Dear colleagues: there is no more money! Time to redesign dementia services. – Opinion piece by: Dr. Karim Saad


“If it ain’t broke, don’t fix it” say many working in the NHS.

Alas, the bankrupting economic impact of dementia on healthcare systems obliges us to focus on novel interventions.

One of those is prevention.

For the past four years it is becoming apparent that “more of the same” is unsustainable.

Health and social care commissioners procure mainly reactive fragmented services of variable quality that don’t work very well for people with dementia and their caregivers.

Current NHS services capture a third of people living with dementia.

Consequently, there are too many people with dementia who don’t know they have it. They are deprived of making advance plans. Many are admitted to hospitals inappropriately during preventable crises. And many are inappropriately prescribed harmful drugs in place of substandard care. Choice can sometimes be a luxury for a person with dementia navigating the NHS.

Stigma and ignorance can adversely affect the patient’s experience, despite the good efforts of a few. Workforce training is sadly grossly deficient. Compassion and dignity are products of good dementia training. You cannot have one without the other.

Understandably, our public can have little confidence in our dementia services as reports, inquiries and investigations incessantly demonstrate.

Given that the NHS has to find £20 billion by 2014, the unique conundrum is this:

How to improve a service for a disorder we’ll be seeing more of, with less funding? How do we do much more for much less?

By intervening earlier and smarter we may delay the onset of dementia, empower our service users and improve crisis management.

This can be perceived as counterintuitive, even risky, when there is ‘enough to contend with’ in an ailing service. This, however, is the short-term view.

The objective is stemming the flow ‘upstream’, to offset unmet demand. The potential stigmatising effect of uncovering “pre-dementia” can be offset by the empowerment of an early diagnosis and disease control. It is our focus on later stages, which may be perpetuating the stigma and negative image of dementia.

The composite interventions of health and social care at this early stage can release tremendous opportunities to improve the disease trajectory further downstream.

Transformational change requires a departure from the initial system, is radical rather than accidental change, does not happen overnight, and often involves risk.

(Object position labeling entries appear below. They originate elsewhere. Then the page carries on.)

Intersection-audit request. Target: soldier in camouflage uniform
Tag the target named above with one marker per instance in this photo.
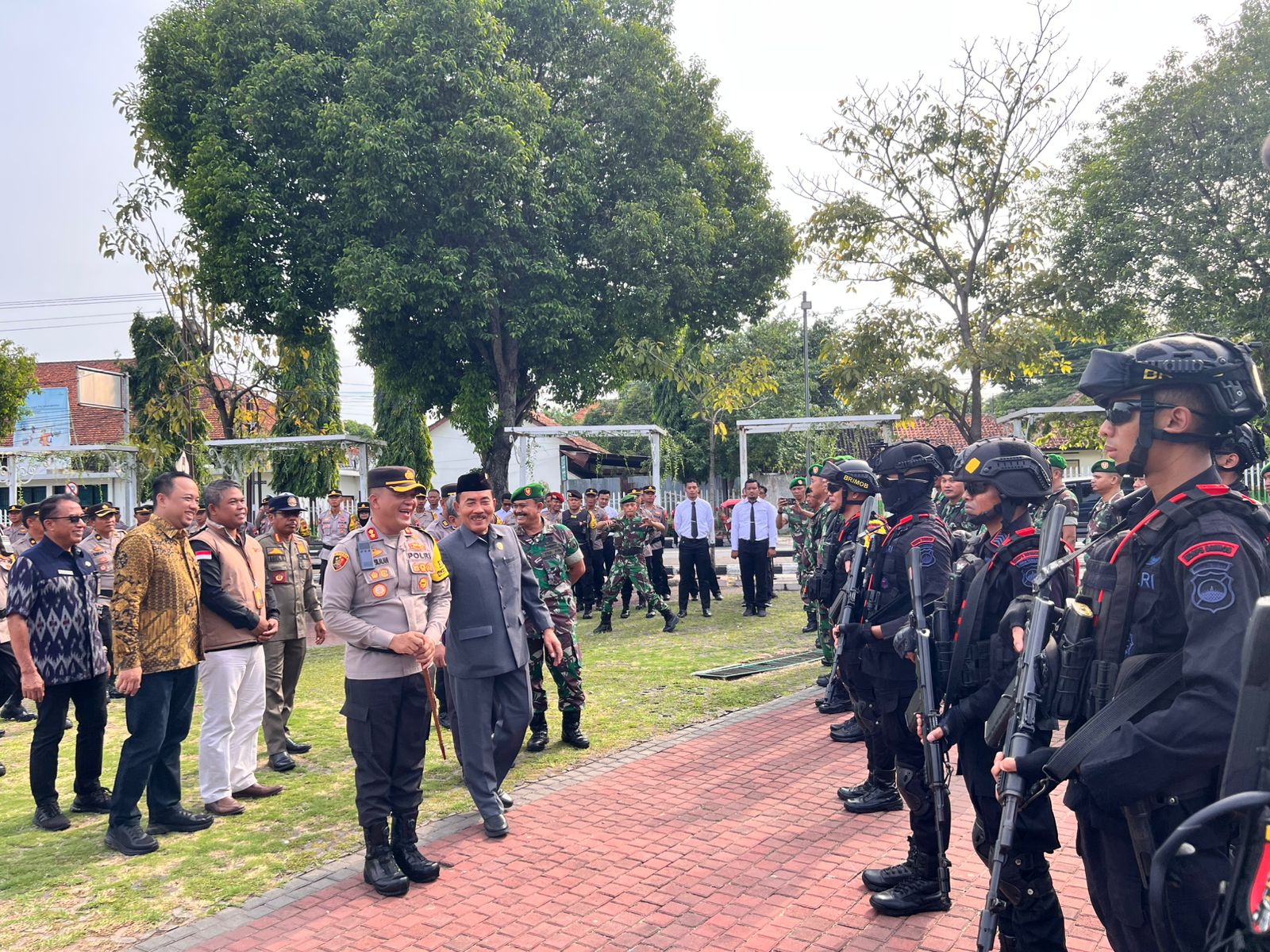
(1105, 480)
(799, 518)
(817, 503)
(556, 556)
(1060, 493)
(630, 535)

The West Midlands Dementia Strategy developed a replicable blueprint (an integrated pathway template) for bold redesign. Integration here means that all disciplines involved work together around the person with dementia and their caregivers.

Our prevention strategy is underpinned by 5 principles:

  1. prevention in all its forms (primary, secondary & tertiary)
  2. tackling ageism & stigma
  3. awareness raising starts in schools
  4. emphasis on wellbeing and preserving Mental Capital
  5. developing compassionate communities

This approach could realize not inconsiderable savings for England & Wales, but not immediately.

£230 million in 10 years?

£3.8 billion by 2033 (a fifth current spend on Dementia in England).

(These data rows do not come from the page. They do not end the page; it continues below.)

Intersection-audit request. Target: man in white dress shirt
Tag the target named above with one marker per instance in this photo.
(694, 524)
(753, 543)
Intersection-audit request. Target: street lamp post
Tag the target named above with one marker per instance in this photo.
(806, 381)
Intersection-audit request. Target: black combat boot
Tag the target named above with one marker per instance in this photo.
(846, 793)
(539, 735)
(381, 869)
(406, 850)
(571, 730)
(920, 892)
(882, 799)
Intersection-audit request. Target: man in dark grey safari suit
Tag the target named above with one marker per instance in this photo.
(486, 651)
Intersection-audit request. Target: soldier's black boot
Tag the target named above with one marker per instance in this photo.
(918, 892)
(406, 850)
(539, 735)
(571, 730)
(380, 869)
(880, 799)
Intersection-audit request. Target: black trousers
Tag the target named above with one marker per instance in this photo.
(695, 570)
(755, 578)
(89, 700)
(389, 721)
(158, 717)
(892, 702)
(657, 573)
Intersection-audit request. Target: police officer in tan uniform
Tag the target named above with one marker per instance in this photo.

But there are challenges more damaging than all budget deficits put together.

Public misconceptions.

Therapeutic nihilism.

Culture of risk aversion & short-termism.

Working and planning in silos.

Reactive clinical practice.

And what I call PUPPS (Professionals Unknowingly Perpetuating Paternalism & Stigma).

To incentivize change we set up a regional peer review quality assurance programme. We have just completed reviewing all dementia services in the West Midlands. The learning for services, individuals and reviewers has been invaluable.

In addition we’ve proposed modifications to the way purse-string holders can reward earlier intervention programmes in this region (e.g. in commissioning speak PbR Clusters, QOF, DES or LES schemes).

The NHS is working hard at getting ‘cleaner’, more timely data, particularly quality metrics, an essential driver for change.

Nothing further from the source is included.